Certified Copy
Copie conforme
Abbas Kiarostami (2010)
Juliette Binoche is a beautiful woman and a fine actress but her face on the poster for Certified Copy is hugely irritating. It’s a still from the film: the Binoche character is looking in a mirror, trying on an earring. The effect is reinforced by the poster’s roguish subtitle ‘An original love story?’ The question mark rhymes with the pixie allure of Binoche’s face: who is this woman preparing to be? I saw Certified Copy at the Richmond Filmhouse on a sunny Sunday afternoon and got bored enough to count the audience – a total of eighteen people, until the couple in front of me walked out about twenty minutes before the end. Perhaps the lovely weather reduced the turnout but I like to think even Richmond may have had a surfeit of French movies this year. (There was a refreshing absence of French fare from the trailers, which included three films.) Certified Copy is actually multilingual – English and French in more or less equal measure and some bits of Italian (the story is set in Tuscany) – but that’s almost beside the point. The film’s cultural cachet for its putative British audience is grade A Continental (French).

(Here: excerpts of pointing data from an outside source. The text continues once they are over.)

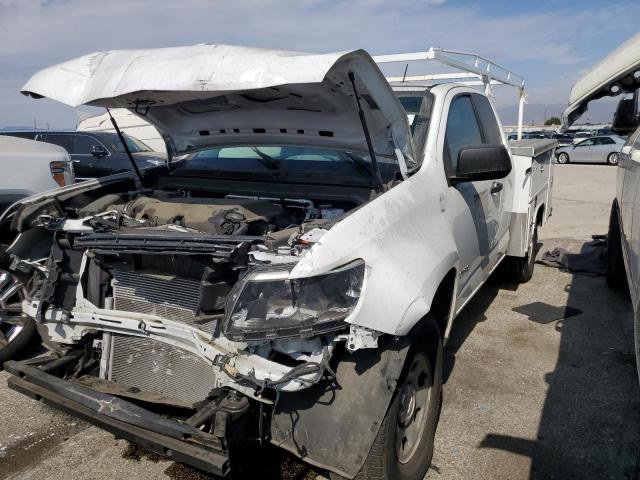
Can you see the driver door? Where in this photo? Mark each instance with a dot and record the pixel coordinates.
(478, 205)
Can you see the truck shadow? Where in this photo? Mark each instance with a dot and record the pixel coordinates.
(470, 316)
(590, 422)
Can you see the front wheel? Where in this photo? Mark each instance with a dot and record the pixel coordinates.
(403, 448)
(616, 273)
(520, 269)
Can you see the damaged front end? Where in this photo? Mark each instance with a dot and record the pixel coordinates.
(189, 310)
(174, 319)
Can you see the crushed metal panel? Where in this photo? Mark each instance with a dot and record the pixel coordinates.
(332, 427)
(204, 95)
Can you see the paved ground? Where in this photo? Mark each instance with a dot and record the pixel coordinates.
(528, 393)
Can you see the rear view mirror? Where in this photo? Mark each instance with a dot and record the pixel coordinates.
(625, 119)
(486, 162)
(98, 151)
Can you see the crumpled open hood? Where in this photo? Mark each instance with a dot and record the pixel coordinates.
(616, 69)
(205, 95)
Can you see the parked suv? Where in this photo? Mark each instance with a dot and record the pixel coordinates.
(97, 154)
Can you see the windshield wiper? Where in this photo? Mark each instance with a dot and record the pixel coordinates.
(363, 165)
(266, 160)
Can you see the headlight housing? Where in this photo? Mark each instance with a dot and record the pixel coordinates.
(267, 304)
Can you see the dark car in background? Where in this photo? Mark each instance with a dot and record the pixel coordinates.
(96, 154)
(563, 139)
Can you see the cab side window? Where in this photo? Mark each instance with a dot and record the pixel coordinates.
(62, 140)
(463, 130)
(605, 141)
(488, 121)
(84, 144)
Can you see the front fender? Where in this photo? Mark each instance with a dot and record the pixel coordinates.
(407, 244)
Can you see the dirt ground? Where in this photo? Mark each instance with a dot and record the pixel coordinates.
(540, 381)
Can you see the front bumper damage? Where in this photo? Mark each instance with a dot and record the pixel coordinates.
(315, 423)
(176, 440)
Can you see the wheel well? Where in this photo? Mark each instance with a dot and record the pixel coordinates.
(441, 304)
(540, 215)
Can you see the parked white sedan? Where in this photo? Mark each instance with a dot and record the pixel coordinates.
(605, 149)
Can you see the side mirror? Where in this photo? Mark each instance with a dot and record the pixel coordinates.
(625, 120)
(98, 151)
(485, 162)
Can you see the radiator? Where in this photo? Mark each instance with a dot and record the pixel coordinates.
(150, 365)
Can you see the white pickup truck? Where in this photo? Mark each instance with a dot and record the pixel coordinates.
(292, 274)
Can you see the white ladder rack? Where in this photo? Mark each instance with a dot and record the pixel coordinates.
(472, 69)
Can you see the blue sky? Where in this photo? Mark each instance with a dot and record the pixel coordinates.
(549, 42)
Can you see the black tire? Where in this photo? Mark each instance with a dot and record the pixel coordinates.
(383, 461)
(520, 269)
(12, 345)
(616, 273)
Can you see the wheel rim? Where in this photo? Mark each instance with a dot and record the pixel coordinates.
(415, 397)
(10, 328)
(12, 292)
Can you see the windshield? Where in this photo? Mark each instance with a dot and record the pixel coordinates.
(114, 144)
(286, 162)
(418, 108)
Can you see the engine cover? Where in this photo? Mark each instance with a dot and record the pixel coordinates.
(216, 216)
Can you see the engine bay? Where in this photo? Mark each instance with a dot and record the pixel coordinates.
(154, 277)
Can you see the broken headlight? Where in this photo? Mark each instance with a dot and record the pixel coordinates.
(270, 305)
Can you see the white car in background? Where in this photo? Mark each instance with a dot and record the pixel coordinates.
(619, 73)
(28, 168)
(604, 149)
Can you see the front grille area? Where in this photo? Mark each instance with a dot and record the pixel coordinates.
(161, 368)
(151, 365)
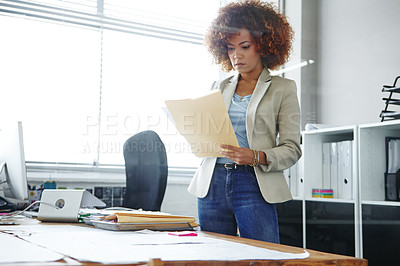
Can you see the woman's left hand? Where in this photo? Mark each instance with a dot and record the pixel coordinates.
(239, 155)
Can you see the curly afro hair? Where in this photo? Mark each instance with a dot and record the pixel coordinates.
(270, 30)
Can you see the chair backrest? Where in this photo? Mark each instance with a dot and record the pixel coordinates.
(146, 171)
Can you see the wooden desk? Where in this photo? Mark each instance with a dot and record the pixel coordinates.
(315, 258)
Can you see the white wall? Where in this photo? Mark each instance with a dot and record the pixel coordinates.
(358, 51)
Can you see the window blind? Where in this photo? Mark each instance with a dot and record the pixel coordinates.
(115, 15)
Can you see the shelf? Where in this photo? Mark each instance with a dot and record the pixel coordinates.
(330, 200)
(381, 203)
(372, 158)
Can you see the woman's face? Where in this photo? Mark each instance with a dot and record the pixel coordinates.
(242, 53)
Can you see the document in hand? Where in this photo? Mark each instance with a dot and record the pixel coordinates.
(204, 122)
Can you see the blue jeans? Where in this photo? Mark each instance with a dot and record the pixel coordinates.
(234, 203)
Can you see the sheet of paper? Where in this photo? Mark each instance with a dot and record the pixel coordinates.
(95, 245)
(15, 250)
(204, 122)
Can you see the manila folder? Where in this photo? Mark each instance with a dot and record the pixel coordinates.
(204, 122)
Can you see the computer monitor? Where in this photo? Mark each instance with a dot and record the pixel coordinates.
(13, 178)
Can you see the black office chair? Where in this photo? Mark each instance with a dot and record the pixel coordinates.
(146, 171)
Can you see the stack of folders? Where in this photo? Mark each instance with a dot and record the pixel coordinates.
(337, 169)
(392, 174)
(145, 220)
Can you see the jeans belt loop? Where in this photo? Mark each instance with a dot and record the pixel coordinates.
(230, 166)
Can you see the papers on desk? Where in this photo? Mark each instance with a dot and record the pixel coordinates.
(138, 220)
(103, 246)
(16, 250)
(204, 122)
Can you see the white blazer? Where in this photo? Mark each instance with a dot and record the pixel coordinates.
(273, 109)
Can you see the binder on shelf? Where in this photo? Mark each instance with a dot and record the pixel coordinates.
(392, 186)
(392, 174)
(291, 176)
(334, 169)
(326, 165)
(345, 170)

The film is significant because it’s the first made in Europe by the Iranian Abbas Kiarostami, none of whose work I’ve so far seen. Certified Copy is a virtual two-hander for Binoche and William Shimell, a British opera singer in his first cinema role. It’s another irritation – not least because, given the movie’s themes, it’s predictable – that the woman played by Binoche doesn’t have a name. The man does: he’s James Miller, a British art historian, in Italy to promote his prize-winning book, which is called ‘Certified Copy’. The premise of the book is that a reproduction may have a value equal to that of the original – that our belief it can’t is based on false ideas about authenticity. We first see Binoche in the audience at Miller’s book launch. She then gives him a tour of the area; after a drive, they go for a coffee and the woman who serves them assumes they’re married. From this point on, the relationship between Binoche and Shimell becomes emotionally more weighted. Are they engaged in some kind of role play as a means of reviewing the marriages they actually have? Are they really a married couple – and pretending not to be by way of therapy for their own failing relationship? Whatever the answer, the purposes of the ambiguity appear to be to create a correspondence with the themes of authenticity and imitation in Miller’s book, and to remind us in the audience of the assumptions we make in seeing a man and a woman together. There’s a moment late on in the film when Binoche and Shimell see an elderly Italian couple, the man holding the woman’s arm, and suppose they’re husband and wife. By this point, we’re primed to wonder: how do they know the old people aren’t, say, brother and sister?
Certified Copy is made by an international auteur, moves with remarkable fluency and raises intellectual points saliently. The combination will be more than enough to satisfy many people that it’s a work of art. Yet I found the film uninteresting – the questions about authenticity don’t progress beyond Miller’s opening statement of them as themes in his book. This is because the interaction of the two principals is inextricably schematic and has no life of its own. Kiarostami develops ideas through his characters only by having the characters talk about the ideas. This goes for much of the conversation between Binoche and Shimell, at least in the early stages of their time together, and the few minor characters who get to speak start philosophising as soon as they open their mouths: an elderly man (the celebrated screenwriter Jean-Claude Carrière) with whom Binoche and Shimell chat in a village square; the patronne in the café (well played by Gianna Giachetti). An uncomfortable, perhaps not inadvertent illustration of the film’s fake vs genuine article thesis is the pairing of Shimell and Binoche. Kiarostami may be highly experienced in working with non-professionals but why cast an opera singer in the role of James Miller? Shimell isn’t bad – or not bad in the way you might expect an operatic actor to be bad – but he looks very stiff alongside a screen performer as fluid as Juliette Binoche. Sally saw an interview with Binoche about the film in which the actress said she hoped audiences wouldn’t think she was anything like the character she was playing. There’s no danger of that because she doesn’t create a character at all – nor, as far as I can see, is she expected to. Binoche is meant to be continuously beguiling and make the woman she’s playing hard to pin down, and she has the resources to do this. She’s never less than highly watchable, shifting moods as easily as she switches languages. But once you get the sense that her job in this film is to fascinate, the fascination wears off.